In March of 2015, when the asset management widget (see Fig. 1) was completed, we noticed that querying the entity model from the web frontend, certain types of queries took several minutes to return results. We realized that this was due to the fact that Accumulo was not designed to support query-focused datasets. Operations such as order by, group by, and count could not be accomplished without pre-computing the queries via a Hadoop MapReduce [17] job. This was unacceptable because our vision was to allow the adopters of ISCM the ability to ask any questions of the data that were of interest to them. Question such as:
- How many assets are in a given enclave?
- Which assets are in a specific VLAN?
- Which assets have outdated anti-virus signatures?
- Which assets have vulnerabilities greater than 200?
- Which assets have outdated scan results?
- Which assets have communicated with a foreign country recently?
As a result of this limitation in Accumulo, we further refined our initial minimum bar for success to include the following requirement:
- Low latency queries – As a query focused capability, ISCM needs to provide rapid responses to simple and compound queries from both end users and statistic/analytic processes.

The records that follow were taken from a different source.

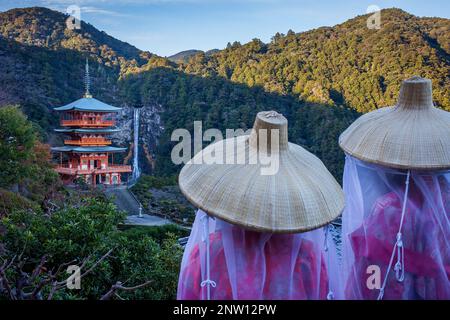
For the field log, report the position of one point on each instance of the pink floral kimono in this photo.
(245, 264)
(414, 260)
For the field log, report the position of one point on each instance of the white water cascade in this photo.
(136, 171)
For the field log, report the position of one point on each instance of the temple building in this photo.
(87, 152)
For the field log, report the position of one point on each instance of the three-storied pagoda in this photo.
(88, 153)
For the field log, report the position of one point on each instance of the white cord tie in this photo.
(399, 267)
(209, 283)
(330, 295)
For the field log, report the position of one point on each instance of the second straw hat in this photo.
(413, 134)
(301, 195)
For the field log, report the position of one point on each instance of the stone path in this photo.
(125, 201)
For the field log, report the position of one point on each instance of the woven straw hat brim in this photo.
(404, 139)
(301, 196)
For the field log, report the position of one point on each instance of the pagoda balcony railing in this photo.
(87, 123)
(65, 169)
(114, 169)
(88, 142)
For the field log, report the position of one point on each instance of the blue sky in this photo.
(166, 27)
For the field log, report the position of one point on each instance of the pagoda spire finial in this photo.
(87, 80)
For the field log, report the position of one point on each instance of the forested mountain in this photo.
(316, 78)
(345, 64)
(184, 56)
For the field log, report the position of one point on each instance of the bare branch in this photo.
(119, 286)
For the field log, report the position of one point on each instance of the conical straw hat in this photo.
(411, 135)
(300, 196)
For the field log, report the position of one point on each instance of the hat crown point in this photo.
(415, 93)
(267, 122)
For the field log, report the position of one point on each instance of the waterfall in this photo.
(136, 171)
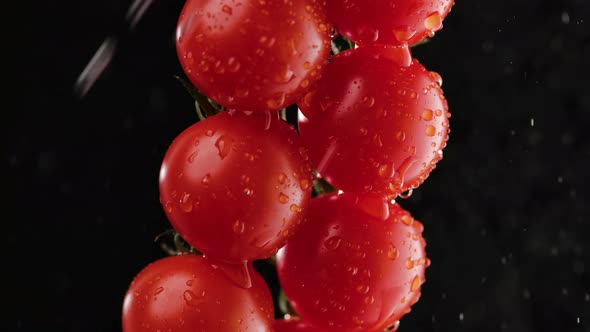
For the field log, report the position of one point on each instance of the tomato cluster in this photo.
(238, 185)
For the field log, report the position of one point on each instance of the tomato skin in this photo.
(391, 22)
(187, 294)
(356, 265)
(293, 325)
(376, 122)
(250, 54)
(234, 185)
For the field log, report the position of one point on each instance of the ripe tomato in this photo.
(356, 265)
(234, 185)
(376, 121)
(293, 325)
(186, 293)
(251, 54)
(388, 22)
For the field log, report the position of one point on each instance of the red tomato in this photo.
(356, 265)
(388, 22)
(187, 294)
(251, 54)
(234, 185)
(292, 325)
(376, 121)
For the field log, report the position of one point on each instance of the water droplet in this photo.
(295, 208)
(233, 65)
(242, 92)
(392, 252)
(368, 101)
(377, 141)
(433, 22)
(239, 227)
(362, 289)
(283, 198)
(400, 136)
(404, 33)
(386, 171)
(407, 194)
(353, 270)
(436, 77)
(185, 203)
(430, 130)
(169, 207)
(332, 243)
(277, 101)
(282, 178)
(407, 219)
(193, 299)
(158, 290)
(415, 284)
(227, 9)
(223, 145)
(206, 179)
(285, 75)
(304, 184)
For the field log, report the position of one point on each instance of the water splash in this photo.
(103, 56)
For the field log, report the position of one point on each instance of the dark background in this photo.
(505, 212)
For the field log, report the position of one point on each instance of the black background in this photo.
(505, 211)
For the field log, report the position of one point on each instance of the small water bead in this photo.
(227, 9)
(223, 145)
(193, 299)
(283, 198)
(415, 284)
(282, 178)
(427, 115)
(400, 136)
(436, 77)
(433, 22)
(410, 263)
(332, 243)
(185, 203)
(206, 179)
(362, 289)
(304, 184)
(430, 130)
(392, 252)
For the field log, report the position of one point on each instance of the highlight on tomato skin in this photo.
(236, 184)
(251, 54)
(358, 264)
(376, 122)
(186, 294)
(293, 325)
(392, 22)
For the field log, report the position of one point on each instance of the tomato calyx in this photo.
(173, 244)
(204, 106)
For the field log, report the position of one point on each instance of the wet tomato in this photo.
(388, 22)
(292, 325)
(251, 54)
(234, 185)
(187, 293)
(357, 264)
(376, 122)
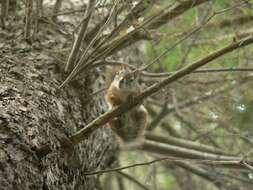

The ARL team petitioned the DISA BDP change advisory board to incorporate the Elasticsearch [18] into the BDP baseline. Elasticsearch enhanced the user experience and allowed for users to issue dynamic queries, and in many cases, receive sub-second responses. This allowed for a much more dynamic experience.
At this point, the BDP architecture satisfied all of our requirements and the remainder of 2015 was spent developing and integrating the three remaining widgets: antivirus compliance, network management and vulnerability management. In November 2015, we began our investigation of how to illustrate the risk picture.